Essex Hemphill

Dr. Simmons, Ron

  • Essex Hemphill was born on April 16th, 1957.

  • He began writing poetry when he was 14 years old.

  • He started at the University of Maryland at College Park as a journalism major in the fall of 1975. 

  • He would drop out and later enroll and receive an English degree from the University of the District of Columbia.

  • In 1978, Essex and his colleague, Kathy Elaine Anderson founded the Nethula Journal of Contemporary Literature, a journal dedicated to the works of Black artists of that time.

  • It was during a 1980 poetry reading at Howard University that he “came out” as gay.

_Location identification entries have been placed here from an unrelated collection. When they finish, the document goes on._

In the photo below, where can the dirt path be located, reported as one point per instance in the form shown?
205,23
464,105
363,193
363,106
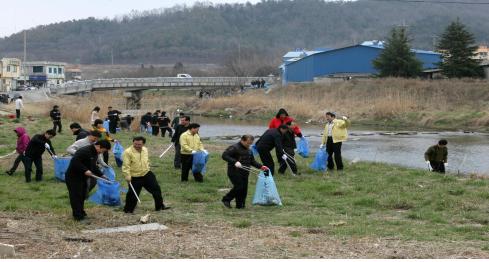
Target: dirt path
41,236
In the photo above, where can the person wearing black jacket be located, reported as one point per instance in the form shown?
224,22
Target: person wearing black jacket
164,123
113,116
33,153
154,123
175,139
272,138
144,121
239,156
78,131
55,115
83,165
289,144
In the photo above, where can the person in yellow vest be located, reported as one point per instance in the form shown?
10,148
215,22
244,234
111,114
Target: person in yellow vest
98,125
335,133
190,143
136,171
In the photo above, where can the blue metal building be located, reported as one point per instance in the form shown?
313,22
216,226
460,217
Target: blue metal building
354,60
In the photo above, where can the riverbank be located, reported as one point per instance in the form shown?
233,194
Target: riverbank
367,211
384,103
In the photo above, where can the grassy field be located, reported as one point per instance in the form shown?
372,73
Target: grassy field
366,201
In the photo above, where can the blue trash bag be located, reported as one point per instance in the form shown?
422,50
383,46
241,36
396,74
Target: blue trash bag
266,193
254,150
319,163
106,125
199,162
118,150
107,193
303,147
60,166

  • Essex and his two friends Larry Duckett and Wayson Jones, formed their own spoken word group, “Cinque” in 1982. The trio would perform around the D.C. area for captivated audiences.

  • In 1982, he self-published his first collection of poetry, Diamonds Was in the Kitty and Some of the People We Love, which was followed by Earth Life (1985) and Conditions (1986).

  • His poetry collections touched on the impact of AIDS on the Black and gay community and tackled life through the intersections of race, sexuality, and gender. He was a pioneer.

  • He received a poetry fellowship from the National Endowment of the Arts in 1986.

  • That year he reached new levels of recognition when his poems were featured in Joseph F.Beam’s , In The Life, an unprecedented anthology of poetry, essays, interviews and short fiction from Black gay writers in the 1980s.

  • On the heels of this national recognition, he appeared in three documentaries, 1989s Looking for Langston, directed by Isaac Julien, and 1989’s Tongues Untied and 1992’s Black is…Black Ain’t, both directed by Marlon Riggs.

  • Joseph F. Beam died in 1988 and Essex worked with his mother until 1991 on the sequel to In The Life, Brother to Brother: New Writings by Black Gay Men.

  • Brother to Brother: New Writings by Black Gay Men was published in 1991 and won the Lambda Literary Award that year.

  • The following year he published another collection of his poems and short stories, Ceremonies: Prose and Poetry. The anthology won the National Library Association's Gay, Lesbian, and Bisexual New Author Award as well as a Pew Charitable Trust Fellowship in the Arts.

  • In 1993, he became a visiting scholar at the Getty Center for the History of Art and Humanities.

  • Essex Hemphill died on November 4th, 1995 from AIDS-related complications.

  • He died just one month before the first protease inhibitor, Saquinavir, was approved by the FDA.

  • A protease inhibitor is a medication that prevents viruses from making copies of itself.